= Greg Walker (academic) =

Greg Walker is Regius Professor of Rhetoric and English Literature at the University of Edinburgh. He is a graduate of the University of Southampton. His specialist field is the history of literature and drama in the late-medieval period and the sixteenth century. Before taking up the Regius Chair he was the Masson Professor of English at Edinburgh. Before that he was Professor of Early-Modern Literature and Culture and Director of the Medieval Research Centre at the University of Leicester. Between 1986 and 1989 he was a British Academy Postdoctoral Research Fellow at Southampton and has also taught at the Universities of Queensland and Buckingham. He was the Head of Edinburgh's School of Literatures, Languages and Cultures between 2008 and 2011.

In 2022, he was elected a member of the Academia Europaea.

==Published books==
- John Heywood: comedy and survival in Tudor England (2020)
- Reading literature historically: drama and poetry from Chaucer to the Reformation (2013)
- Writing under tyranny: English literature and the Henrician Reformation (2005)
- The private life of Henry VIII (2003)
- The politics of performance in early Renaissance drama (1998)
- Persuasive fictions: faction, faith, and political culture in the reign of Henry VIII (1996)
- Plays of persuasion: drama and politics at the court of Henry VIII (1991)
- John Skelton and the politics of the 1520s (1988)

Walker is a Fellow of the Royal Historical Society, the English Association, the Society of Antiquaries of London, the Agder Academy of Arts and Sciences (Norway), and the Royal Society of Edinburgh, and an elected member of Academia Europaea. He was a member of the AHRC Council and chaired its Advisory Board or ten years from 2010 to 2020.

He is a former Chair of the Council for College and University English (what is now University English) and a member of the RAE subpanel for 2008 and the ‘Impact’ pilot panel in 2010, and was Deputy Chair of the English Language and Literature sub-panel for REF 2014. He chaired the English Language and Literature sub-panel for REF 2021.

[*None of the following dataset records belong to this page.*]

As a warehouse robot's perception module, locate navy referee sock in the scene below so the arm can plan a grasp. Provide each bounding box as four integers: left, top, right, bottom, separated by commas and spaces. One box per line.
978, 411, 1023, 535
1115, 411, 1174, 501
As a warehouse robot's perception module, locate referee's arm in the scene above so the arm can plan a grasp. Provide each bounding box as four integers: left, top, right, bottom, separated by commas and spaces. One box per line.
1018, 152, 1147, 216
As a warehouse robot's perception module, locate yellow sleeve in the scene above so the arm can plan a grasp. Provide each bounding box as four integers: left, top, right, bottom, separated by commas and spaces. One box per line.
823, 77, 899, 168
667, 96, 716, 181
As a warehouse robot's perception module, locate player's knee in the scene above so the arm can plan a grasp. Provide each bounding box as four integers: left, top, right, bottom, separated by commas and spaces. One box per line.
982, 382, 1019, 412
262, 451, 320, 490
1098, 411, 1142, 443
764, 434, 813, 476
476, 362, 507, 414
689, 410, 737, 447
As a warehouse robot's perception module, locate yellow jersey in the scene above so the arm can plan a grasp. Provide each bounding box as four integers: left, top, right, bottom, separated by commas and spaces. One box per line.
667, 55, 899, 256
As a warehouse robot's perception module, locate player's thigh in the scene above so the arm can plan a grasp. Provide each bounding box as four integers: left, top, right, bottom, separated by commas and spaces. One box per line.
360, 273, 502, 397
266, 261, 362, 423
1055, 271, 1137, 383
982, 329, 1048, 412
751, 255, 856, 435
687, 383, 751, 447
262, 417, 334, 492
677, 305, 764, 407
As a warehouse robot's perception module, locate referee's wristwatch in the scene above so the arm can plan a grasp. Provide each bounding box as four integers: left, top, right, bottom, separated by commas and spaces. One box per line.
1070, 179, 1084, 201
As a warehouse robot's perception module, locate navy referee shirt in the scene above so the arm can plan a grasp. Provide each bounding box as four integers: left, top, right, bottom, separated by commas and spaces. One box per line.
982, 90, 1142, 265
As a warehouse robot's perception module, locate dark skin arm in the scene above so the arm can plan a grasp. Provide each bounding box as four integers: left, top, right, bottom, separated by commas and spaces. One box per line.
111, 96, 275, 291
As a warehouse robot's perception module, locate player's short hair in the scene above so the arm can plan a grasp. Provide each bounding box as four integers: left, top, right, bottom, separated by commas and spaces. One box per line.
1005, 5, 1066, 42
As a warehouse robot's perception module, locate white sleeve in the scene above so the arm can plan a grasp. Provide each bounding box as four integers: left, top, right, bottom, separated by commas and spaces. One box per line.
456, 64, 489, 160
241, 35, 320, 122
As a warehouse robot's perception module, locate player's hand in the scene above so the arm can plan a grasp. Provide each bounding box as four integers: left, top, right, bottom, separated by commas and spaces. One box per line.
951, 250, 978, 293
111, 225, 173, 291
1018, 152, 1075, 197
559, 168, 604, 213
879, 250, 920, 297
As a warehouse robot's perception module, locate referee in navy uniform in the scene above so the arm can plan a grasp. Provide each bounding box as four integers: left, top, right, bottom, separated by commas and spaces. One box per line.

He is co-editor, with Elaine Treharne, of the Oxford Textual Perspectives monograph series (Oxford University Press), and he co-edited, with Martin Stannard, the series, Studies in European Cultural Transition (Ashgate).

Among his other roles are: Chair of the Judges for the James Tait Black Drama Prize; Dean of the Scottish Universities International Summer School; Member of the English Association Higher Education Committee and a Trustee of the English Association; Member of the Advisory Council of the Institute for English Studies, London; Member of the judging panel, The RHS Sir John Neale Essay Prize, 2015-2021.